Dans l’ensemble, cette saison des résultats fait état d’une évolution remarquable. Il y a deux ans, l’accent était avant tout mis sur les visions d’avenir, les possibilités technologiques et les potentiels de marché à long terme. Aujourd’hui, le marché des capitaux est nettement plus exigeant. Les investisseurs veulent voir que des investissements de plusieurs milliards génèrent des rendements économiques mesurables. L’intelligence artificielle reste sans aucun doute le principal moteur de croissance structurel des années à venir. Mais il ne suffit plus de se contenter d’annoncer des programmes d’investissement ambitieux. L’évolutivité, l’excellence opérationnelle, la hausse des flux de trésorerie disponibles et une allocation disciplinée du capital sont des facteurs décisifs.
Pour les investisseurs, la conclusion est claire. L’environnement actuel de marché continue de favoriser les entreprises affichant une croissance structurelle, une rentabilité élevée et des avantages concurrentiels durables. Les leaders du marché, dotés d’un pouvoir de fixation des prix, de bilans solides et de la capacité à monétiser avec succès leurs innovations, devraient continuer à renforcer leur position dominante. Dans le même temps, le marché devient plus sélectif. Les entreprises dont les valorisations reposent principalement sur des attentes à long terme seront plus rapidement mises sous pression si les progrès opérationnels ne suivent pas.

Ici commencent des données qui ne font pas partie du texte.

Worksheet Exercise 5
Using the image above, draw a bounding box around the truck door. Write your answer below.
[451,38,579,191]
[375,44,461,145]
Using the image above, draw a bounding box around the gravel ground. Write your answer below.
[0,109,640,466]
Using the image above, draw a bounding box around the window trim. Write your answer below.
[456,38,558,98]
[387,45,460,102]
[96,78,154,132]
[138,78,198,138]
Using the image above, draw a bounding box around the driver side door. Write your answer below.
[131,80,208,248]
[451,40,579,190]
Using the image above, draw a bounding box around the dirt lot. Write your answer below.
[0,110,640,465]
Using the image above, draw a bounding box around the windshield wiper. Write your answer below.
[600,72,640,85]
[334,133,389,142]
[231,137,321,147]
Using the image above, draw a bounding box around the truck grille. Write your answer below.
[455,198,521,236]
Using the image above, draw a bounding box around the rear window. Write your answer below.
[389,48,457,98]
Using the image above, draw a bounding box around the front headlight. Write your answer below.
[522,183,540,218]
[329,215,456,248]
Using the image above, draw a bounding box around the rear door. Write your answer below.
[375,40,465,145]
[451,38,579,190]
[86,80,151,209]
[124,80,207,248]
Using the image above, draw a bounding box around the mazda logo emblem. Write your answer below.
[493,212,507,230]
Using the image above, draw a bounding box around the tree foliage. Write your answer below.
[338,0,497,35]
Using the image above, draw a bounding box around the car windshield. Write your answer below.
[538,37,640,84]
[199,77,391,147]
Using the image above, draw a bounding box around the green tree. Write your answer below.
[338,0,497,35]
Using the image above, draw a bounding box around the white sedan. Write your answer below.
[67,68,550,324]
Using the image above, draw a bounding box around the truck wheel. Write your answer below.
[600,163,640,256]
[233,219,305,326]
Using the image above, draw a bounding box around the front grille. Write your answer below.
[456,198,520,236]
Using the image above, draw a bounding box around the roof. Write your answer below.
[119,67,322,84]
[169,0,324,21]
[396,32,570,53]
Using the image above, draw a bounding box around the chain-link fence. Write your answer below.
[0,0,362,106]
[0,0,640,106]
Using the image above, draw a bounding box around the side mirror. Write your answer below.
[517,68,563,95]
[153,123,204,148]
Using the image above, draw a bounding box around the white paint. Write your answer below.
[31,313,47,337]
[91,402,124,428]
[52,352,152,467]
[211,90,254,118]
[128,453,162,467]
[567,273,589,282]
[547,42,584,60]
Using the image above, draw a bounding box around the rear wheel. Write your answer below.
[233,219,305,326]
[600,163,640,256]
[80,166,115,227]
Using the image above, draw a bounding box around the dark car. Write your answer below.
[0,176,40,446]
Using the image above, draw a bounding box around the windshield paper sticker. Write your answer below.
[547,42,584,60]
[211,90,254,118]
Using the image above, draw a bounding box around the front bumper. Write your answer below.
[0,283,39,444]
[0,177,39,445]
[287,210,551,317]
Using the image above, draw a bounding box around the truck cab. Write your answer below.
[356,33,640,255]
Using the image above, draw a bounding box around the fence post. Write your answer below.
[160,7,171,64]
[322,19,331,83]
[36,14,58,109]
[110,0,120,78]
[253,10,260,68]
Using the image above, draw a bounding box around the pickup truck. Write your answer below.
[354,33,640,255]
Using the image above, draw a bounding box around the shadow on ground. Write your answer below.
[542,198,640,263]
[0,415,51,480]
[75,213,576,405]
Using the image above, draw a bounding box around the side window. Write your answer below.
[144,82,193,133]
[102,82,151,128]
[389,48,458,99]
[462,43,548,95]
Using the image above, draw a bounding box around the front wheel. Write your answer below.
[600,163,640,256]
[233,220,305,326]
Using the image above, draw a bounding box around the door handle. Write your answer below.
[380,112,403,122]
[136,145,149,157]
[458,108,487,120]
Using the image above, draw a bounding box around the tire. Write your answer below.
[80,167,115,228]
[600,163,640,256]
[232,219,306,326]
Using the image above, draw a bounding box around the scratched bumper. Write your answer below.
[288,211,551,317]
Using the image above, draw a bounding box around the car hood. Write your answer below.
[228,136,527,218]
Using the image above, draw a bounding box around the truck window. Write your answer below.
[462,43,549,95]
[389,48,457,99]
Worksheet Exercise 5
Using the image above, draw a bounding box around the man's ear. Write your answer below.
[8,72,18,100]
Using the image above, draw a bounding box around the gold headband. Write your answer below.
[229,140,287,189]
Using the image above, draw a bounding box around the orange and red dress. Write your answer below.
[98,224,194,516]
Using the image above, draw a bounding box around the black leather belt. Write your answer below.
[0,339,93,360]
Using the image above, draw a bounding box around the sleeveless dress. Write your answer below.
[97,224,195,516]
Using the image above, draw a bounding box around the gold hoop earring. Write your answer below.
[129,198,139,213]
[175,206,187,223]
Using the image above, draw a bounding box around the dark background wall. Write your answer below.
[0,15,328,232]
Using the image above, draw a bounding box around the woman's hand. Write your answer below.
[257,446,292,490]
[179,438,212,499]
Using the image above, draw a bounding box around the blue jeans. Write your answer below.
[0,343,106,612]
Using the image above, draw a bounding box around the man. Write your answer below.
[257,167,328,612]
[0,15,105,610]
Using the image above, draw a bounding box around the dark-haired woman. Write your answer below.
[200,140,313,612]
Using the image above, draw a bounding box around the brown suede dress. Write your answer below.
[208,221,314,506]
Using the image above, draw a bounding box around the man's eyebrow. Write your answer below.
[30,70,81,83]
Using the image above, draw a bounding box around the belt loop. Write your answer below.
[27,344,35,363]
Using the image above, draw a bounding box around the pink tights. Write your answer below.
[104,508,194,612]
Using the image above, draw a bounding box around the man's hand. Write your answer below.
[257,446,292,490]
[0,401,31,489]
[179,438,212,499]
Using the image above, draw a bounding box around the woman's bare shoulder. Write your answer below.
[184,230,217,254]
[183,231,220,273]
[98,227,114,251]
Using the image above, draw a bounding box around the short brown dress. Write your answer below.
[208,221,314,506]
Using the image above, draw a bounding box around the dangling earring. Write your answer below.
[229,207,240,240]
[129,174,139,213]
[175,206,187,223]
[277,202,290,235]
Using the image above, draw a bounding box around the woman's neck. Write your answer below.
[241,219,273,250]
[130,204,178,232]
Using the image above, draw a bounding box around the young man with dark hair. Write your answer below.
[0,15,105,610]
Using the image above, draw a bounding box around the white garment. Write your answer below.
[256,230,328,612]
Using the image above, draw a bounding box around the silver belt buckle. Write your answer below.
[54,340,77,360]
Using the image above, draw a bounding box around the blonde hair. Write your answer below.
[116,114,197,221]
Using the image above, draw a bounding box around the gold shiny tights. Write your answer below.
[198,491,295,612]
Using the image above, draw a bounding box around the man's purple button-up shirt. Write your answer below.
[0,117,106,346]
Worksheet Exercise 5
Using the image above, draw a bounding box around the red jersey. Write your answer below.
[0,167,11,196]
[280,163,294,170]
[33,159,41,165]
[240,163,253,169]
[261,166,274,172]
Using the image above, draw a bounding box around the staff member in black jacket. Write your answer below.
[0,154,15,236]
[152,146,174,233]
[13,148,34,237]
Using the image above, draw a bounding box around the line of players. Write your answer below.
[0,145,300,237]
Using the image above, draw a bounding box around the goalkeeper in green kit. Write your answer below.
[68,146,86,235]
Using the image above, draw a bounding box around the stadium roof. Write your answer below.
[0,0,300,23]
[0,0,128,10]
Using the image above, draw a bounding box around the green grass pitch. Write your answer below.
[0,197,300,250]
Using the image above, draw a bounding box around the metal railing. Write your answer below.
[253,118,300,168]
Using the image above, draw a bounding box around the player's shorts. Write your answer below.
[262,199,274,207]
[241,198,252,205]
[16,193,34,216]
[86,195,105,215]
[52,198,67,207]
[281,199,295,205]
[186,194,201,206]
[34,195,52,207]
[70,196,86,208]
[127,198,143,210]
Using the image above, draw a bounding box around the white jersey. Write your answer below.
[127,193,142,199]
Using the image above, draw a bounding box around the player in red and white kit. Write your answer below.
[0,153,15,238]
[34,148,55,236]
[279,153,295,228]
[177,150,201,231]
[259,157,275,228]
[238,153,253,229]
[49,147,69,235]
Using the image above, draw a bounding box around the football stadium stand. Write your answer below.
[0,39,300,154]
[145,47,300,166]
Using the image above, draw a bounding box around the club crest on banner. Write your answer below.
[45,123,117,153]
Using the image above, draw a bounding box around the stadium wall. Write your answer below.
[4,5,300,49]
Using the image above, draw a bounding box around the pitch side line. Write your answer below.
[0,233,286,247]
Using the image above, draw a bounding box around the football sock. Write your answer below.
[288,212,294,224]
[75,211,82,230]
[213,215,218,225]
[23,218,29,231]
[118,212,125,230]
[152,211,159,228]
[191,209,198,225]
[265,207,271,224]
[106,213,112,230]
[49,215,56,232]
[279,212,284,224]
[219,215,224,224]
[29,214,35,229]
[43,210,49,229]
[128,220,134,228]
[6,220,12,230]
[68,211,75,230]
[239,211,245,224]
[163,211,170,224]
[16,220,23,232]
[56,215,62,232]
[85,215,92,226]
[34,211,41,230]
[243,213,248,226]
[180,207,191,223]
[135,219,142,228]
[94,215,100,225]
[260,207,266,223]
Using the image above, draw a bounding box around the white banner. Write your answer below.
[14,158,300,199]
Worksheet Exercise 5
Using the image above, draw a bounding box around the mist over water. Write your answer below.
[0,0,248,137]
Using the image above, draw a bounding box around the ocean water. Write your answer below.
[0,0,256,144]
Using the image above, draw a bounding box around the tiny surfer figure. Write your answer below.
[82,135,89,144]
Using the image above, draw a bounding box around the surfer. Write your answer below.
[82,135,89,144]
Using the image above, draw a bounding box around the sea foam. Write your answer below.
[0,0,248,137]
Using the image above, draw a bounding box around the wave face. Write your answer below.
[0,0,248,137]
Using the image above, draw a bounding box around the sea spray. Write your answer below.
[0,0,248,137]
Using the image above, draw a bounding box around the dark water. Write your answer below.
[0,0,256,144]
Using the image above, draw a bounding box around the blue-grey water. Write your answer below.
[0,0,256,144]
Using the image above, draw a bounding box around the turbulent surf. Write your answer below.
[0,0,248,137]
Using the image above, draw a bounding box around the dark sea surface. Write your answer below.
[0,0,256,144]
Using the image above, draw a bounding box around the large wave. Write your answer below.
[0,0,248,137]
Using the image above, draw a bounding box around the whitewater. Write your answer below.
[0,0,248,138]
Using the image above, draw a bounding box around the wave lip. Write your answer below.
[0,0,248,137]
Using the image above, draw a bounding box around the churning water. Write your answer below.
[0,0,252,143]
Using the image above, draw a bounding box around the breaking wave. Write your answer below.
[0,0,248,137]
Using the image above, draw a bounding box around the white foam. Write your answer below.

Nous considérons cette évolution comme saine. La saison des résultats actuelle confirme que la qualité est à nouveau davantage récompensée que les simples promesses de croissance. Pour les investisseurs orientés vers le long terme, la question essentielle n’est donc pas de savoir si les entreprises investissent dans l’intelligence artificielle. Ce qui importe davantage, c’est de savoir quelles entreprises en tirent durablement des bénéfices plus élevés, des flux de trésorerie croissants et un rendement des capitaux investis supérieur à la moyenne. C’est précisément là que, selon nous, se présenteront les opportunités de rendement les plus attractives au cours des prochaines années.